One of the students - Bill - makes the comment about Desiridata's hotness, about what a great singer she is. A couple of the other guys chime in and a few of the women in the class express a certain envy for her lifestyle.

So I decide to drop the bomb.

"I knew her in high school. She went to high school with me."

General sounds of disbelief from the class.

"No, really. She was called Margret Enderby then. When we were in school I thought she was interested in going the pre-med route in college. I guess that changed when someone told her she could sing."

"But....she's like 25?!?" Chase exclaimed.

I made a dismissive sound with my lips. "Please. She would have had to have been an infant prodigy. She graduated the same year as I did, and I'm almost 40."

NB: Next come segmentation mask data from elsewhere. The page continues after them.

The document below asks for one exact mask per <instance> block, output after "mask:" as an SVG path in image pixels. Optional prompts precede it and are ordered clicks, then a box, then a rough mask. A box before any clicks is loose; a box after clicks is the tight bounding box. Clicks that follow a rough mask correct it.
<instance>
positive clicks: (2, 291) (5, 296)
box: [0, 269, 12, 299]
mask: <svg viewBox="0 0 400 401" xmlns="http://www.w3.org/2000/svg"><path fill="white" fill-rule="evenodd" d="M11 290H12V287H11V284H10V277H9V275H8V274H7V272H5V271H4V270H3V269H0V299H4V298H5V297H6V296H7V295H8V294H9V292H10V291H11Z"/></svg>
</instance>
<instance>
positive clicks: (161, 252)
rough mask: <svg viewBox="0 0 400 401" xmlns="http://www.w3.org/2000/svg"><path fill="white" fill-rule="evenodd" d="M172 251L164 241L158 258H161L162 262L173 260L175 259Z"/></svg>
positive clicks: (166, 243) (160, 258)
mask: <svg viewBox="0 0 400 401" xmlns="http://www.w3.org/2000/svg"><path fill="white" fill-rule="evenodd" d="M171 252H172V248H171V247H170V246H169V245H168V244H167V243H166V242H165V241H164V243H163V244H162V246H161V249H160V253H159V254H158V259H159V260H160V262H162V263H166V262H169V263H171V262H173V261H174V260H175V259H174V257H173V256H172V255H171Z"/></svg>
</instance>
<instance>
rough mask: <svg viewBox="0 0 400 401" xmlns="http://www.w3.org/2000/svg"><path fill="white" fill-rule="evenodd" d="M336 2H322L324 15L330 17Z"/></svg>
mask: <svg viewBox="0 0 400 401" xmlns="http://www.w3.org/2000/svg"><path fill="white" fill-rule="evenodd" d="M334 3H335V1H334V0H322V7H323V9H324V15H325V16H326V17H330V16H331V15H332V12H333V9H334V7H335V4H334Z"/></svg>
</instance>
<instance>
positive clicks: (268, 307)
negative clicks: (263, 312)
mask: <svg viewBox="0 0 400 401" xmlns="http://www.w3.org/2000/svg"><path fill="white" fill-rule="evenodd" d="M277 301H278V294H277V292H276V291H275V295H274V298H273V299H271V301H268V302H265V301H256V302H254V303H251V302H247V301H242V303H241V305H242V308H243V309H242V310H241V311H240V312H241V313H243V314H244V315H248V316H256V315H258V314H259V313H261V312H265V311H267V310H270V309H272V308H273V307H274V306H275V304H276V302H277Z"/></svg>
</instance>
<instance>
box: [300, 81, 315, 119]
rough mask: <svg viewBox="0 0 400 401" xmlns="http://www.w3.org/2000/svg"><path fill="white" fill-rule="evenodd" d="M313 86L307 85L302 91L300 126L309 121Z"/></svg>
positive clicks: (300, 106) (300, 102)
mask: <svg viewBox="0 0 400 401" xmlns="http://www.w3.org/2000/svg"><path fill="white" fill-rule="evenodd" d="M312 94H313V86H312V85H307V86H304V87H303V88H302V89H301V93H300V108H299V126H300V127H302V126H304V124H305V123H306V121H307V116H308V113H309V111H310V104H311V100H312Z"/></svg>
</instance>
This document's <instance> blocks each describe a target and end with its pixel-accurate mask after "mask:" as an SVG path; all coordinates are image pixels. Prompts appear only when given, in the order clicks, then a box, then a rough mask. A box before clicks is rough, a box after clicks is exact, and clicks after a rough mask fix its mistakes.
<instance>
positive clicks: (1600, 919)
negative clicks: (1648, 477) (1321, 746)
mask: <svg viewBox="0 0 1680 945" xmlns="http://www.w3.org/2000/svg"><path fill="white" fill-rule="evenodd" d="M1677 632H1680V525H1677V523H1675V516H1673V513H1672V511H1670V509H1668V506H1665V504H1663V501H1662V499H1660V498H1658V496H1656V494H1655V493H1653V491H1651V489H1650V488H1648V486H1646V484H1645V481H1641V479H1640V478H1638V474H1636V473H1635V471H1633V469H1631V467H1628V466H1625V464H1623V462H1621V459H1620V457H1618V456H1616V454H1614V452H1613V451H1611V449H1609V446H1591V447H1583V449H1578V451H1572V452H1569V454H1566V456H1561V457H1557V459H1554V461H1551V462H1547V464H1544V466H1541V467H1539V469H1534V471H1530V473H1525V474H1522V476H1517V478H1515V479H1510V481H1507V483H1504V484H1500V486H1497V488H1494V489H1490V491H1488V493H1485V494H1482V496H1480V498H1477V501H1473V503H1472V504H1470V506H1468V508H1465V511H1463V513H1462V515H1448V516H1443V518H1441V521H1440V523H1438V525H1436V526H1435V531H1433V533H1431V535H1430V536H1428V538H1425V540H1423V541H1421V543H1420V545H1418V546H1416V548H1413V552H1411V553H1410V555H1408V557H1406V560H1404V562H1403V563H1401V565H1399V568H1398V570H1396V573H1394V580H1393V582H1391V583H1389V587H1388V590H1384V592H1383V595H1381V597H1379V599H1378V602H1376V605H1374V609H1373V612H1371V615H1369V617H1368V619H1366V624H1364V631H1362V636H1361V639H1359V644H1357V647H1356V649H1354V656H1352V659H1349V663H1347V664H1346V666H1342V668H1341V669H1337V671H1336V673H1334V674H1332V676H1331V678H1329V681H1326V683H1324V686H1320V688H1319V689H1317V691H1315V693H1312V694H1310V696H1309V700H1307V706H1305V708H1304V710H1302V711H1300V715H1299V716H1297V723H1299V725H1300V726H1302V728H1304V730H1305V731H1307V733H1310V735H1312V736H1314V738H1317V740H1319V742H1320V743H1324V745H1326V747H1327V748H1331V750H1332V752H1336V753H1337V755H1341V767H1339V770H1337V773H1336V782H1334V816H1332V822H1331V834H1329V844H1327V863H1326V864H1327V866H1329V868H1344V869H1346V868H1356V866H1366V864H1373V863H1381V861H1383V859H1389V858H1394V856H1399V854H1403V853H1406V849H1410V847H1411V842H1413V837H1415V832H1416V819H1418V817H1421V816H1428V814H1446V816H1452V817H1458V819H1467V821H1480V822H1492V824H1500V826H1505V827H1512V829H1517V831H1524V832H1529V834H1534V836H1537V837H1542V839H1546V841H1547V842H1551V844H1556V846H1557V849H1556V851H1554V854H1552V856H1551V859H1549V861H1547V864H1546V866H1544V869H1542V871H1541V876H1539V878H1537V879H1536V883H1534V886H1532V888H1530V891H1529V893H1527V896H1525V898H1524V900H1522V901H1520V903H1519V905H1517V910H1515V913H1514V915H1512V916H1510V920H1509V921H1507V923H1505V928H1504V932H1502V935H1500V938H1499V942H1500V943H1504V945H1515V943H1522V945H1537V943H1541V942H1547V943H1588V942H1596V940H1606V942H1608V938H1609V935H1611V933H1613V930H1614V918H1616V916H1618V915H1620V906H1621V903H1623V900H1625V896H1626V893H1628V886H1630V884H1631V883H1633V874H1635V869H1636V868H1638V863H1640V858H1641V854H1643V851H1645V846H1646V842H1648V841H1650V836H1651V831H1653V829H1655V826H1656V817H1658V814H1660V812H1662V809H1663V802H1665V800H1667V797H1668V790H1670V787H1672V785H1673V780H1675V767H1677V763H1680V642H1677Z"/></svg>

Groans from the guys in the bus. Another fantasy destroyed, I suppose. Perhaps it was mean but there really wasn't any going back now.

"Are you sure? I mean, couldn't there have been some girl at your high school that you just thought became her? Or maybe Desiridata is her daughter?"

Ouch.

"No, they had a big article on her in the alumni magazine a couple years back..."

The kids start exclaiming and asking about "alumni magazine." Well, crap.

"Yeah, my high school has an alumni magazine." I added, more softly, "I went to prep school and the alumni are scattered all over the nation."

I don't like to let that fact out; I know enough of the tougher conservation guys already regard me as somewhat of a pansy-ass given my background and the fact that I don't discuss my romantic exploits. But I couldn't just stop; I had gotten so far in my explanation of how Desiridata was actually a remarkably well-preserved middle-aged woman. Like Madonna, you know?

For that matter, I've had students express disbelief that I'm nearly 40. And I admit there's a certain fun in proving to them that I am. I suppose a lot of them - coming from the backgrounds they do - see guys who are completely burned out and beaten down by life by the time they hit my age, and I'm kind of just now hitting my full maturity. (I've claimed to students who wanted to know how I stayed so young that it was because I never married or had children. I think some of them may see me as somewhat of a libertine for having made that statement, though their assumption is pretty far from the truth - I live a damn near monkish life, and frankly I like it that way).

"So Dr. Holcomb," Chase said, leaning over the front of the seat, "What was she like in high school? Was she hot then? Did you like her?"

"Did you ask her to the prom?" called one of the women in the back and the bus erupted in laughter.

The truth is, I didn't know Margret that well in high school. She was way beyond me in looks, and true to the old saying that girls mature faster than boys, she was already essentially an adult while my friends and I were still swapping Spiderman comics and trying to imagine the grossest Slurpee flavor possible. So I decided on the truth:

"Margret was a very beautiful girl in high school. She was kind of distant, the sort of person you didn't approach. I wound up asking Pam Butzler to the prom - she had braces and glasses and was the only girl I thought would go with me."

"So did you make it with Pam Butzler?" Leave it to David to immediately go the most inappropriate place possible.

But what the hell. Again, I could tell the truth: "No. It turned out one of the things in the punch at the after-prom was something she was allergic to. She started throwing up and I had to drive her to the hospital in my dad's old Crown Victoria. I wound up sitting in the ER with her for a half-hour before her parents could get there. Then I just went home."

Some of the guys groaned. Some of the women made that sound - that sound where you know you've done something OK in their eyes, that you're not a total cad or loser.

"Would you ask Desiridata out if she were around here today?"

"No. No, I have no desire to try to make high school the way I wanted it to be by reliving it." I realize some of them don't understand that yet, but they will.

2 comments:

Maggie May said...

Nice story, Ricki.

Anonymous said...

A great name, Desiridata, but I've never seen it before? Did you make it up? Or maybe get it from the Desiderata ("Go placidly amidst the noise and haste and remember what peace there may be in silence...etc.")?